Indecently decent

A guest post from Maureen C

Like Red Brick I’m pleased to see so much news coverage of housing and benefit issues as this new government appears to announce new, ill thought out policies, most of which they have no mandate from the electorate for, on a daily basis.  Even when the press get things wrong, as they have on some aspects of the HB reforms, it is nevertheless good to get the issues out there.

Grant Snapps made some statements yesterday on proposals to alter funding arrangements for Decent Homes which do not seem to have attracted attention yet. These represent more bad news for the many tenants who still live in homes that do not meet the decent homes standard. Interestingly the background papers on this state ‘46% of council owned non-decent homes will lie in London at end March 2011.’
 
The decent homes standard is fairly basic – it includes having modern kitchens, bathrooms and electrical systems. But the previous government’s arrangements have quietly transformed standards in social housing all over the country. Millions of council properties in particular have been brought up to a decent standard after decades of under investment.

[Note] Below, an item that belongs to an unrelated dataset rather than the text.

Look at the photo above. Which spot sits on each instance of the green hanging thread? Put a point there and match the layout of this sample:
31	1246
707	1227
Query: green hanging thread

Some councils have done this by transferring their stock to housing associations. But where council tenants, understandably in many cases, voted against wholesale transfers , councils could get access to funding (largely loans) if the arms length management companies (ALMOs) they formed to run the housing got 2 stars in an Audit Commission inspection. The rationale was to incentivise councils to provide better quality, VFM services for their residents and ensure services were built around residents’ needs and preferences. As anyone who lives and works in this area knows -better housing, opportunities and stronger communities need much more than bricks and mortar. But decades of tenants’ pressure to improve services and design fell on deaf ears. No teeth and no real market to power better services.

Inspections assessed this independently and were widely credited with driving up services and standards. The reality is that housing organisations had to up their game and provide better, more customer orientated, VFM services to get 2 stars. These efforts produced good results for tenants that sadly previous decades of tenant and political pressure had failed to deliver. Over 20 ALMOs got top scores of 3 stars for excellent service and 40 have 2 stars – making them the best performing in the sector.

Now Grant Snapps has slashed the funding for future programmes to meet decency standards – down from £680 million to £260 million in 2011/12.

And the pressure is off landlords to improve their services as they no longer need to get 2 stars to access what little funding remains.  Under the banner of reducing the ‘hoops to go through’ funding will be decided upon by the regulator (what’s left of the regulator anyway). The proposals, published by HCA, state ‘We will work with the regulator to achieve appropriate assurance on value for money in the use of funding.’

So much for transparency and accountability.

They had a system that produced better services for tenants and decent homes. It wasn’t perfect but it did produce some of the best outcomes for tenants in social housing we’ve seen for decades. Now we can have no assurance that the reduced funding will fuel better services and choices for tenants who deserve much better than this.  Will this get picked up by the national media?